7x faster compared to grid-search LoRA for best rank.

I am not convinced that the "best rank" is not just the highest possible with your compute budget, personally.

Highest posssible in which combination, though? If you’re fine tuning a model with N layers, then you could apply LoRA to any or all of them. Maybe it’s better to concentrate effort unevenly, in which case a uniform increase of adaptation rank (to compute budget) could still be subpar.
Right but the way that this paper proposes determining the best rank is by training a LoRA with the full rank.
What is the fastest way to show that?
Fastest way to show what? That you should train with the maximum sized LoRA you can? Because the only upsides to having a smaller LoRA are in the training time, and if you are already able to train a DynLoRA with max rank 8, then you should just train a LoRA with that rank.
You get diminishing returns as you increase the rank, so with a fixed training budget it's not clear whether you get the best return from increasing rank vs increasing something else. If you start off by training DynLORA with max rank 8 you can see returns diminish fast beyond rank 5. Then you can use rank 5 for the rest of your training. You wouldn't know that with LoRA. I think this is the idea behind the paper. If you are just going to use your entire budget training a DyLoRA with max rank 8 then you're right there's no advantage over LoRA with rank 8. You'd have to use the ability to assess multiple ranks in order to see some benefit.
I can see that. But are we sure that a rank-based difference that doesn't manifest early in the training process won't manifest as you get further along? See also 'grokking' [0]
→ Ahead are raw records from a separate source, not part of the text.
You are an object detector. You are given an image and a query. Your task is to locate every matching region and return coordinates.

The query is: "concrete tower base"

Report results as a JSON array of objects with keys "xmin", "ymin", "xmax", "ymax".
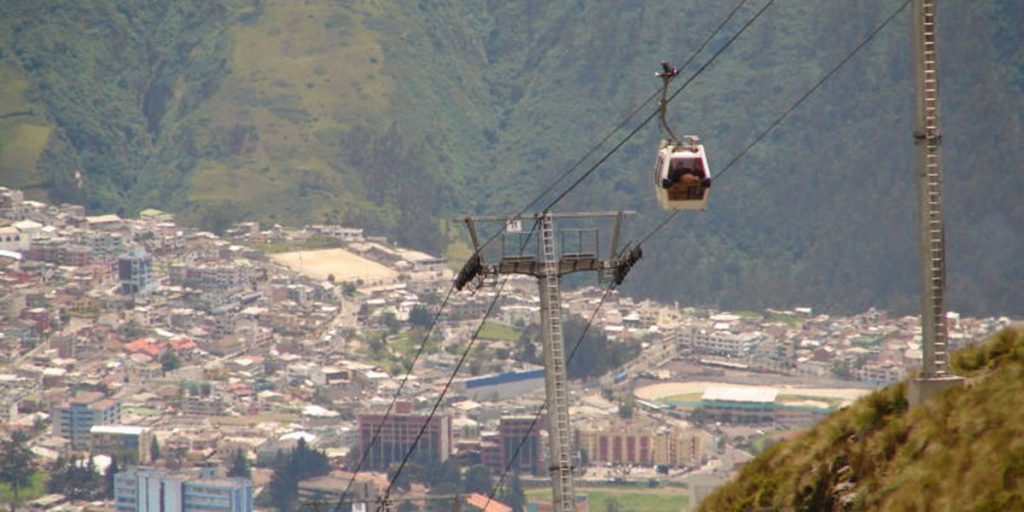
[{"xmin": 906, "ymin": 375, "xmax": 964, "ymax": 408}]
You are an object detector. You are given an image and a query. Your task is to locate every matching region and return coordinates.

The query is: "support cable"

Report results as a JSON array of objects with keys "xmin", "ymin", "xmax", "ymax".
[
  {"xmin": 519, "ymin": 0, "xmax": 746, "ymax": 215},
  {"xmin": 334, "ymin": 0, "xmax": 775, "ymax": 503},
  {"xmin": 334, "ymin": 283, "xmax": 455, "ymax": 512},
  {"xmin": 544, "ymin": 0, "xmax": 775, "ymax": 212},
  {"xmin": 482, "ymin": 283, "xmax": 615, "ymax": 510},
  {"xmin": 637, "ymin": 0, "xmax": 910, "ymax": 245},
  {"xmin": 381, "ymin": 278, "xmax": 509, "ymax": 503}
]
[0]: https://arxiv.org/abs/2201.02177

Not sure there's any way to know beforehand whether that would happen but the advantage of DyLoRA is that at least you will know afterwards whether you really needed the full rank whereas with LoRA you wouldn't? In some cases that might not be valuable information but I guess you'd rather know than not.
Why is the only advantage at training time? I might misunderstand something but with this method you can train once, and then deploy models that use arbitrary rank (according to end-users compute requirements) and expect to have a model that performs best for that specific rank.